Jeremy Strong speaks about the challenges of portraying a character in a fraying mental state in HBO's, Succession.

“I trust that if it’s coming from the unconscious in me, then that’s right. If I ever become too self-aware, then I feel further from the truth of it.” – Jeremy Strong

HBO’s series Succession has received rave reviews for its often-intense storylines depicting the Roy family, which owns a media conglomerate, and the succession plan of patriarch Logan Roy (portrayed by Brian Cox). One of Logan’s children, Kendall, is portrayed by Jeremy Strong. In the second season, Kendall is facing personal challenges (including an unclear role in both his family and family’s company and his drug problems) that are pushing him to the edge of despair.

Speaking with The Hollywood Reporter about the challenges of portraying a character in a fraying mental state, Strong answers:

Some other kind of actor might answer that differently and have more technical facility in terms of rendering those shades. My belief is, if you actually inhabit a place of brokenness and grief and then just let that live, without in any way trying to control or prescribe or present what that might look like, that’s been my goal, to live in and inhabit whatever given circumstances are, emotionally as best I can, and hope that the way that is emanating and coming through me, or even existing in me in an embodied way, will be felt by the audience, if it’s real for me.

But in terms of the gradations, I don’t know. Hopefully it’s not all the same color gray because I think as we’re doing it, I’m having quite a real and personal experience. You have to figure out what are the things that would break me? What are the things without which, or if I was to lose them, or if I were to cross this line or that line in some irrevocable way, would just shatter me? And so those are the kinds of creative puzzles that you’re struggling with as the actor.
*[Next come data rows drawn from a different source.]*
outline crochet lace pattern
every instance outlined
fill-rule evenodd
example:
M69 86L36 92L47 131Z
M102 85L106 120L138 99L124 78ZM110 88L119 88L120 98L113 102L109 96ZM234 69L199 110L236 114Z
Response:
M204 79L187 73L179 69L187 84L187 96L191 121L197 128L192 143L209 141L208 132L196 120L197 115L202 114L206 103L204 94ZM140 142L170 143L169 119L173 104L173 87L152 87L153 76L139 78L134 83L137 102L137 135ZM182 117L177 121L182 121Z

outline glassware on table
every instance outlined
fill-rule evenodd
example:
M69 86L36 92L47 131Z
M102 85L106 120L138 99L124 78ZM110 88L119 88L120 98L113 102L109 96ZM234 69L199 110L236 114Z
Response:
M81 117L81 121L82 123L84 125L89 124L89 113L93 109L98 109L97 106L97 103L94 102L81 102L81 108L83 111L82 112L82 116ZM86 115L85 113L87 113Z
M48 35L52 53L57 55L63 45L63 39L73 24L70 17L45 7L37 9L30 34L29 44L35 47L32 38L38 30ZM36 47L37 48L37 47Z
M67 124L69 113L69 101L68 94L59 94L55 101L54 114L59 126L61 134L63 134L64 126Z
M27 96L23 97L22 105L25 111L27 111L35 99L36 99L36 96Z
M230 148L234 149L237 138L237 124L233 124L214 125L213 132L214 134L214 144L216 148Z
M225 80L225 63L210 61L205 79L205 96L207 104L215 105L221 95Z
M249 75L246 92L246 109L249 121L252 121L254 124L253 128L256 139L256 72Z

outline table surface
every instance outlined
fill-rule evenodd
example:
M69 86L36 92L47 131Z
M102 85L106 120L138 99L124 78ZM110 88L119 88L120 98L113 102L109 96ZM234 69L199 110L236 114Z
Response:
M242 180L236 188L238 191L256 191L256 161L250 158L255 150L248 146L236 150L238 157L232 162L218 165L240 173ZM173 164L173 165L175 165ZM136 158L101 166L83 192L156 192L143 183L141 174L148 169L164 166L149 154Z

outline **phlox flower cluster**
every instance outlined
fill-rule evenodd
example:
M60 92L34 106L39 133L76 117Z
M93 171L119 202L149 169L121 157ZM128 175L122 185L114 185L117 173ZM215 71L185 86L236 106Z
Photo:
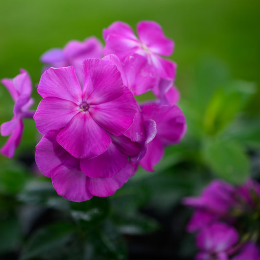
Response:
M187 229L197 232L196 260L260 259L259 183L249 180L234 187L215 180L183 203L195 209Z
M113 194L139 165L153 171L164 147L178 143L185 134L185 119L176 105L176 65L162 57L172 54L173 41L153 21L140 22L138 34L139 38L128 25L118 21L103 30L104 47L92 37L52 49L40 58L44 72L37 90L42 99L33 119L43 137L35 160L67 200ZM31 91L28 80L16 82L25 73L21 72L5 81L13 82L13 88L22 83L23 89ZM3 83L13 96L11 83ZM149 91L154 100L138 103L135 95ZM31 104L27 92L23 106L14 99L20 124ZM25 94L19 90L17 96ZM7 131L7 123L1 134L11 134L4 149L12 157L22 130L10 126Z

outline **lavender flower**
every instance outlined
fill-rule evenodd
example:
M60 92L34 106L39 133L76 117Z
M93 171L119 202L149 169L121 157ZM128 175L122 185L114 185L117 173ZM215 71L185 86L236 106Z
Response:
M35 113L29 110L34 103L31 98L32 82L27 72L23 69L20 70L20 74L13 79L3 79L1 82L15 102L13 118L11 121L1 125L1 135L10 136L0 151L5 156L12 158L21 139L23 131L22 120L32 118Z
That’s all very highfalutin, but really the writing just brings it out of you. I think of the writing as a set of magnets that just magnetizes out of you, the emotions and gradations that it requires. It just summons those things out of you, so you just need to be a vessel for that. So I guess that I’m not very aware of what’s showing up on camera, and I don’t want to be. I trust that if it’s coming from the unconscious in me, then that’s right. If I ever become too self-aware, then I feel further from the truth of it.